The Pike family looks like an all-American family, with its aging parents, a son who has written a best-selling book, an ambitious daughter with plans of saving the city even as she transforms it into something unrecognizable, and one son who is the black sheep of the family, willing to steal his father’s stuff to pay off a debt. By no means is it a perfect family but when does Jeff Lemire ever give us one of those. For everything they’ve done with their lives, the death of Tommy, the son who died in an accident in 1993, is all that really defines this family. Every surviving member of the PIkes is followed around by their own personal ghost of Tommy.

Many of Jeff Lemire’s recent books have been about family. Sometimes it’s about a missing family like his recent work on Secret Path, or about the family we find ourselves in as in Black Hammer or even what our responsibilities to family are in Roughneck. Royal City Volume 1: Next of Kin continues that fascination with family but this time, it’s about a family that’s been lost in mourning for over twenty years. Royal City gives us a family who is trapped in their loss that is so rooted to their hometown. From his earliest independent comics through to his most recent Marvel and Image work, Lemire’s characters are shaped by family and home even as they’re incredibly damaged by their past. 


This family’s ghost is a pastor to the mother who’s looking for absolution from her own sins. He’s a teen to the author who looks to his brother for authorial inspiration. He’s a child to the sister, who herself remains in a loveless and childless marriage herself. He’s a criminal to the other brother, his own worst instincts made into a guardian “angel.” And to the father, he’s a kid, possibly the most honest image of who Tommy really was. In these ghosts of Tommy, Lemire mirrors back to the family their own faults and sins even as they’re too wrapped up in them to even recognize them.

Lemire’s characteristic line here is thinner than usual, allowing his lightly applied watercolors to give this world a pale semblance of life. But the artwork is very thin, very anemic in a way that reflects this family’s place in this world. While Lemire’s images are bold, his gestural line in Royal City shows that these characters are barely anymore present in this world than their dead son and brother. This allows Lemire to traverse this veil of the afterlife and merge the living and the dead into this purgatorial state.

Royal City itself is a factory town on its last leg. The family has always been rooted there so as the town goes, so goes the family. Tara, the real estate agent sister, is trying to revive the town but it’s through a method that would totally rewrite what the town is, profiting off its past while making it something completely different. And maybe it’s that kind of workover that the Pike family needs as well. In this first volume, Lemire is so focused on showing us who and what the family is the cliffhanger ending totally rewrites who this family has been since Tommy died. For all of their visions of Tommy, it turns out that he probably was something completely different than any of the ghosts that they so tightly cling to.

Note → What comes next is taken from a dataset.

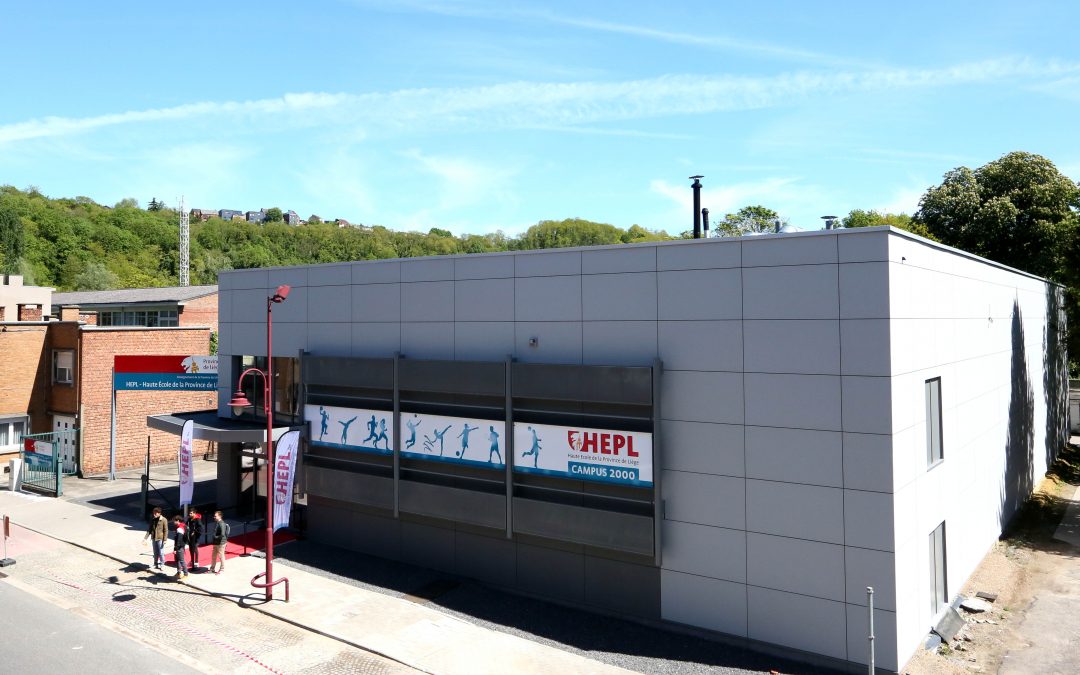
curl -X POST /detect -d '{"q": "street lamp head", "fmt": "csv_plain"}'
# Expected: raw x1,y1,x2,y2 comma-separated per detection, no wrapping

With so much recent work about family, Royal City feels like Lemire’s finally figured out the ways that family doesn’t work, or at least he’s willing to accept that there are ways that family can’t recover from tragedy without ever accepting them as a lost cause. In Lemire’s cartooning and his writing, you can see him searching for something to hold this family together. While he’s willing to accept that there are ways that family can’t recover from tragedy, he refuses to accept them as a lost cause. On the surface of Royal City, it’s the heart attack that the father suffers that’s the catalyst for this family coming back together in the smallest of ways. Lemire’s writing lately has been about the ways that families come together after some kind of event, whether it’s being trapped in a parallel universe (Black Hammer) or siblings finally bonding after both separately ran away from home (Roughneck.)

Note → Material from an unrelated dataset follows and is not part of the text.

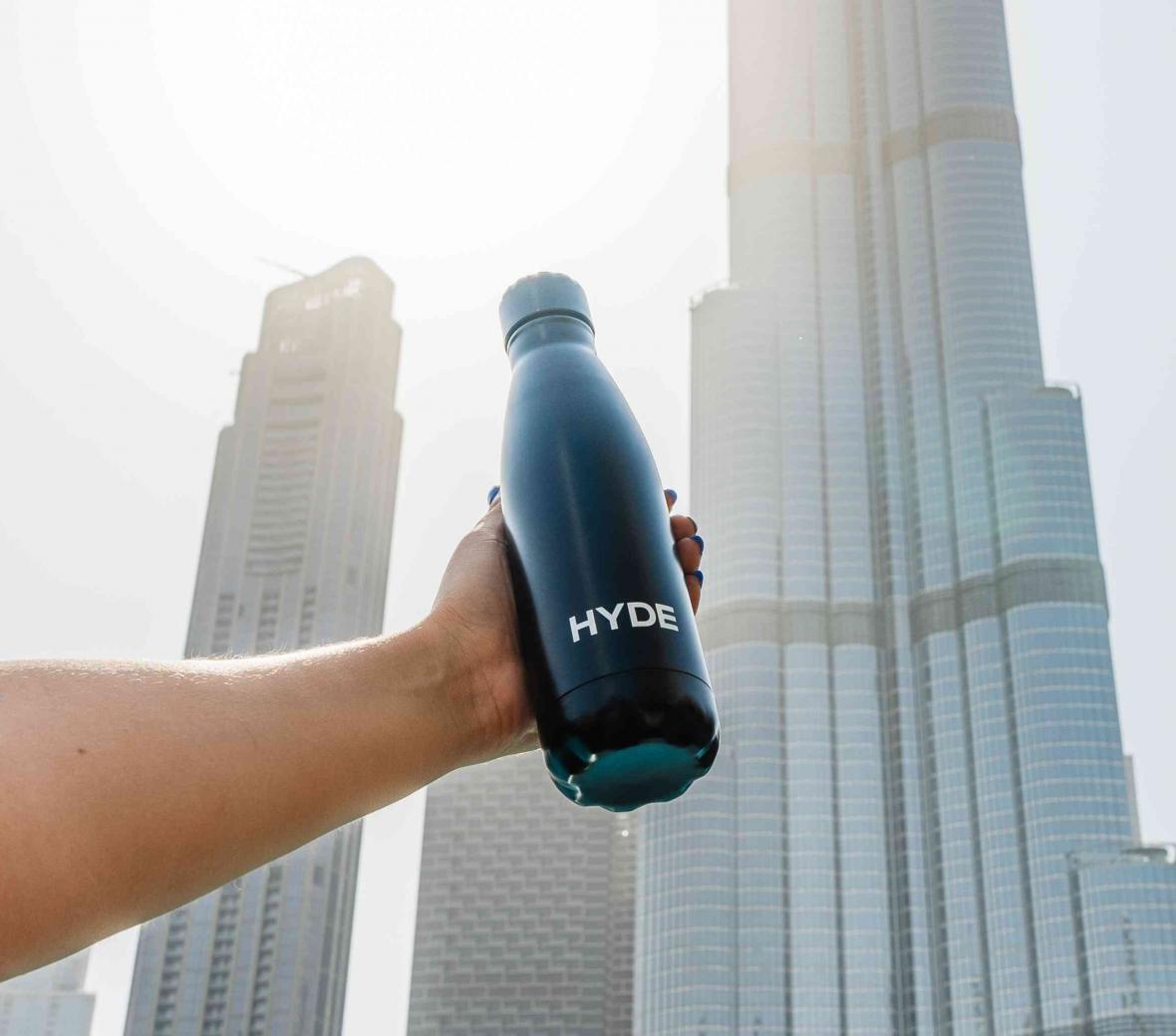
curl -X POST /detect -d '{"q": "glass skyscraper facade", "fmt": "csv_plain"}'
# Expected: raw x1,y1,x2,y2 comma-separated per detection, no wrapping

So in Royal City Volume 1: Next of Kin, a father’s heart attack calls them all back home. This volume provides a catalyst for each of them to face up to their own pain. While today it may be a father that brings them together, it’s still the loss of a son and a brother over twenty years ago that keeps them apart. Tommy may be the ghost that haunts them but each of them moves like a ghost through this world, barely interacting with it or making a true impression on it. A family in disarray, the Pikes themselves may have all but died along with Tommy. Even now, each acts like that was the end of the world and they’re just waiting for everyone else to catch up.